Le Journal de Montréal

Dauphins morts, meurtres et pots-de-vin à des juges

58 délateurs témoignent dans un mégaprocès de 355 accusés liés à la mafia

LAMEZIA TERME | (AFP) Un dauphin mort sur un paillasson, des fenêtres détruites à coups de masse, des pots-de-vin versés à des juges en échange d’acquittements.

Tous ces épisodes proviennent des histoires racontées depuis janvier par quelque 58 membres de la ‘Ndrangheta, la redoutée mafia calabraise, qui ont accepté de témoigner à charge au maxi-procès anti-mafia organisé en Calabre.

Ce procès, le plus important du genre depuis la fin des années 1980, couvre des délits aussi divers que du trafic de drogue, des achats de votes et des meurtres.

« Ils les ont attendus sur la place Morelli, les ont invités à manger de la ricotta à la ferme […] et ils les ont tués, brûlés et dissous », a raconté un délateur, Andrea Mantella, rappelant comment un boss avait tué deux frères en 1988.

La ‘Ndrangheta, la mafia la plus puissante de la péninsule, est au centre de ce mégaprocès de 355 accusés organisé sur sa terre d’origine à Lamezia Terme, la troisième ville de Calabre.

La ‘Ndrangheta domine le marché européen de la cocaïne, mais a aussi infiltré la plupart des secteurs de l’économie légale, avec l’aide de membres des milieux d’affaires et politiques.

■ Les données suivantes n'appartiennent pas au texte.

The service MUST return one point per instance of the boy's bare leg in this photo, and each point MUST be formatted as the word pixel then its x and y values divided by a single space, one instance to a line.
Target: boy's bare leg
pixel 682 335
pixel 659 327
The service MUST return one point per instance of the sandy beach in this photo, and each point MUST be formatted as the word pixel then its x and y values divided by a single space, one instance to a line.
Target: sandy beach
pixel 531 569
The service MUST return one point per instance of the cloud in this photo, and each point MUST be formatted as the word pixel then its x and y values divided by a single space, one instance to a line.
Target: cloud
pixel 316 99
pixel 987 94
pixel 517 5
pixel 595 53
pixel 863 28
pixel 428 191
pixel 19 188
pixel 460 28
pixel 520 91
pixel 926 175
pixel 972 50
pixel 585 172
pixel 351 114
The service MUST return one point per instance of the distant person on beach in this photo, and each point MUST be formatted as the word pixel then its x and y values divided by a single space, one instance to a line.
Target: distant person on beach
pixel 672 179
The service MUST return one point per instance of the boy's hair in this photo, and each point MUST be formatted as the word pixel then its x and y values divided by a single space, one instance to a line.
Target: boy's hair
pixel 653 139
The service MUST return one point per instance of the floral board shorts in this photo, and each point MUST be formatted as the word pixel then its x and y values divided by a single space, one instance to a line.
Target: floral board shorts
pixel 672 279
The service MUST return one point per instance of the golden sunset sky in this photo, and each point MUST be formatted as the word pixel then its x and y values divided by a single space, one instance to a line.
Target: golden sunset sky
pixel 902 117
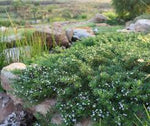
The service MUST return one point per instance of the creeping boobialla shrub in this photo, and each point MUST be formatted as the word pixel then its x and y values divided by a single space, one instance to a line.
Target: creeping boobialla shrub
pixel 106 78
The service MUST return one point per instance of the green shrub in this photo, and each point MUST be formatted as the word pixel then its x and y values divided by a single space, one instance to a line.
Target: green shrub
pixel 7 23
pixel 104 78
pixel 130 8
pixel 2 56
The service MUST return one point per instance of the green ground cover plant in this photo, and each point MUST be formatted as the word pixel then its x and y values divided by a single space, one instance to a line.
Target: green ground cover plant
pixel 104 78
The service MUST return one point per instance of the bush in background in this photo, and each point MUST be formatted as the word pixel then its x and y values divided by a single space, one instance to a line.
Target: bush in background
pixel 102 78
pixel 128 9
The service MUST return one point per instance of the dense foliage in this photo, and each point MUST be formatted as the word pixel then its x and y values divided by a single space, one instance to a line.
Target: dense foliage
pixel 131 8
pixel 106 78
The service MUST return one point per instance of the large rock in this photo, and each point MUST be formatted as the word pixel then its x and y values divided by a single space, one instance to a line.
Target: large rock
pixel 6 106
pixel 141 25
pixel 98 18
pixel 14 54
pixel 19 117
pixel 7 76
pixel 51 36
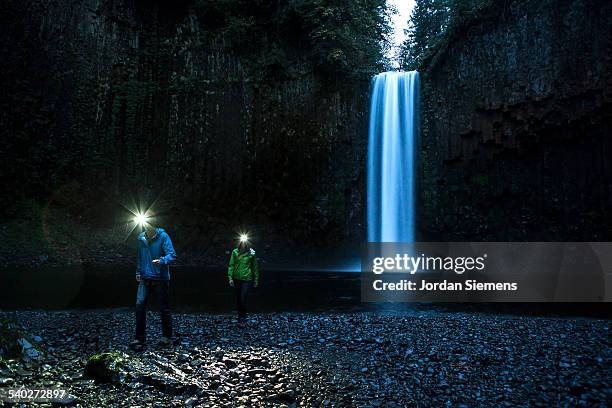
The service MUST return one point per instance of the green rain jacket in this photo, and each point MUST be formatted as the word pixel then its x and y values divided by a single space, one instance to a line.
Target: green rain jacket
pixel 243 266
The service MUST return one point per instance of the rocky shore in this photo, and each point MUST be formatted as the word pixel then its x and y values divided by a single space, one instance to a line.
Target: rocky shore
pixel 353 359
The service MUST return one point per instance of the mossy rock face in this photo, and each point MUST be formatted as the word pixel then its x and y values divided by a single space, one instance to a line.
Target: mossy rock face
pixel 106 367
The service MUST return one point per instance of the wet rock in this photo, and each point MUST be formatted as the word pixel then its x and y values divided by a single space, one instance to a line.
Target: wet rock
pixel 105 367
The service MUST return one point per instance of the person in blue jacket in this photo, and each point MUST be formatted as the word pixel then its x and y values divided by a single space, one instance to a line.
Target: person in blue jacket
pixel 155 253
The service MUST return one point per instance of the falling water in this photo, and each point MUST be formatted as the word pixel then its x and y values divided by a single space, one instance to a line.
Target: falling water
pixel 391 146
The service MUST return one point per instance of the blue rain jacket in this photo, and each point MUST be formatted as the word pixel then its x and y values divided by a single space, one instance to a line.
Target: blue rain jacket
pixel 159 247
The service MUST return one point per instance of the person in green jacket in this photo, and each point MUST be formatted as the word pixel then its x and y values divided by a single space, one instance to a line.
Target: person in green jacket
pixel 242 273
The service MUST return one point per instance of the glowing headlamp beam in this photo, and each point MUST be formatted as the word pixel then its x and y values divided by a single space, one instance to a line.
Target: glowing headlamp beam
pixel 141 219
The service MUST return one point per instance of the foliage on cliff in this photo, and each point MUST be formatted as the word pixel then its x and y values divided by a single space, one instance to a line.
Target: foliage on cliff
pixel 434 22
pixel 337 39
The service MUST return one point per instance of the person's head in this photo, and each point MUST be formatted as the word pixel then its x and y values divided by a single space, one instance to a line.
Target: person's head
pixel 150 230
pixel 242 245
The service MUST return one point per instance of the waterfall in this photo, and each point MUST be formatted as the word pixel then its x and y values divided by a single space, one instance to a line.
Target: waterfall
pixel 391 147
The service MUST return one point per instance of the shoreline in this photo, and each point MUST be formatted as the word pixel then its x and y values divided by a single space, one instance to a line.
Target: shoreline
pixel 327 359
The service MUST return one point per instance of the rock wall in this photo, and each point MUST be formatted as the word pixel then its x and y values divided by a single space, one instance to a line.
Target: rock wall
pixel 517 120
pixel 123 102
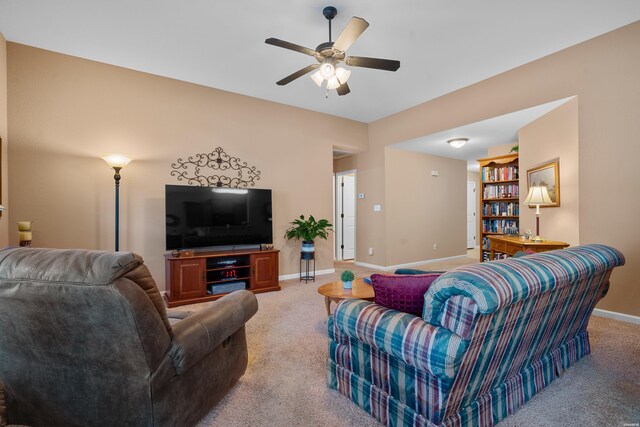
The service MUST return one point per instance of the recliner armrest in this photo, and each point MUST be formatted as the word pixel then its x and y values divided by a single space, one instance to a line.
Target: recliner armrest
pixel 201 332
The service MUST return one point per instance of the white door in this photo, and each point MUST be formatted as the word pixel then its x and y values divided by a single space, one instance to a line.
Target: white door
pixel 345 225
pixel 471 214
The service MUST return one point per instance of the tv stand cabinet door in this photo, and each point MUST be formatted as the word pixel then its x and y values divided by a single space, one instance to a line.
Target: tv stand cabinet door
pixel 264 271
pixel 187 278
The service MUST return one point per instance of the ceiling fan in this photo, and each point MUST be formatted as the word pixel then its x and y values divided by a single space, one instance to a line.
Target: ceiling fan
pixel 330 54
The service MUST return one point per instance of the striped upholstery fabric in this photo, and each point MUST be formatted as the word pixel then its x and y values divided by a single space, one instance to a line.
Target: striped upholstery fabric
pixel 492 335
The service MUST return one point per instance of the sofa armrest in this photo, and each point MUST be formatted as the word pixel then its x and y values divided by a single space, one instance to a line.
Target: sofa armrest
pixel 407 337
pixel 201 332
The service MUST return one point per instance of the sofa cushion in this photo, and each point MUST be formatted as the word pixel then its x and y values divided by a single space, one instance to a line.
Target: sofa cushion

Les témoignages déposés par 58 repentis ont révélé la brutalité de l’organisation mais aussi son influence insidieuse à tous les niveaux de la société.

Les méthodes d’intimidation sont variées : chiots, dauphins morts ou têtes de chèvre laissés sur un pas de porte, menaces téléphoniques, passages à tabac, voitures incendiées, cocktails Molotov et coups de feu.

LUIGI LE SUPRÊME

Le procès se concentre sur une seule province de Calabre, celle de Vibo Valentia, où les clans familiaux sont dominés par Luigi Mancuso, un homme de 67 ans surnommé «le Suprême», de retour devant la justice après avoir purgé jusqu’en 2012 une peine de 19 ans de prison.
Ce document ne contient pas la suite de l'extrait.